Edmonton Journal

Oilers on the winning end of third-period flurry

Resilience has been rare this season, but team refused to let the Blues walk away

- JIM MATHESON jmatheson@postmedia.com

Resiliency hasn’t really been part of Edmonton Oilers’ vocabulary this troubling season, but the word made a loud appearance Thursday in a big statement comeback against the St. Louis Blues.

This looked a whole lot like last year’s never-give-up Oilers after the two teams went almost 50 minutes without a goal. People were looking through the record book to find the last 1-0 overtime or shootout game, after 35 other ones in their history, when all hell broke loose in what ended as a 3-2 Oilers victory.

“Yeah, that’s what I was thinking too,” said goalie Cam Talbot, who had the last 1-0 game, a shootout win in Montreal last February, but instead watched as Mike Cammalleri and Connor McDavid rallied the Oilers after Blues’ goals by Tage Thompson and Patrik Berglund.

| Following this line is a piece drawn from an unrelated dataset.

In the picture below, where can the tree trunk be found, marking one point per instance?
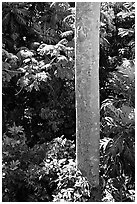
(87, 91)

Then Drake Caggiula knuckled the winner over Jake Allen with 49 seconds left to give the Oilers their first three-game winning streak of the season.

A month to the day after the Oilers hit rock bottom with a 8-3 loss in St. Louis, the Oilers refused to go quietly into the night. If this had been November, the Oilers would have dropped this one 4-2 with an empty netter.

“You go down by a goal twice to a team like that and battle back — yeah, the resiliency in this group right now is what we saw last year,” Talbot said.

The Oilers hit five posts in the first 45 minutes before finally breaking through on Cammalleri’s screened shot to tie it 1-1 just 38 seconds after Thompson’s first NHL goal.

“We needed one of these games because we hadn’t gotten over the hump, winning three in a row,” Talbot said.

The Oilers were in a 2-1 hole until McDavid finished off a Leon Draisaitl feed to tie it with just less than four minutes to go.

“You want to think that (it’s automatic),” Talbot said with a laugh, “but one way or the other they’re getting a good scoring chance. If the goalie comes across and makes a great save, good for him but when those two are on an odd-man rush, there’s usually some magic going on.”

McDavid agreed.

“Yeah, great pass from Looch (Milan Lucic) first off to get it over to us and we were able to build some speed, and when Leon has the puck on a two-on-one, more times than not, he’ll make a great pass,” McDavid said.

Caggiula, who had a physical, hard-driving game, got a bit lucky on his winner but he was in the right place at the right time. He saucered it over Allen off a Ryan Nugent-Hopkins pass for his first goal in a month.

“It was a little bit in my feet and didn’t get all of it,” he said. “But all I’m trying to do is get it on the net.”

Or in the back of the net. Until the late flurry, everyone on the ice was trying, but no one succeeding.

“We had lots of opportunit­ies tonight where we could have folded our hand and gone to sleep, but we didn’t,” McDavid said. “Couple of pucks laying in the crease, goalposts, it seems we were one pass away and couldn’t convert, but they started to go in late and that’s something that hasn’t happened for us this season.”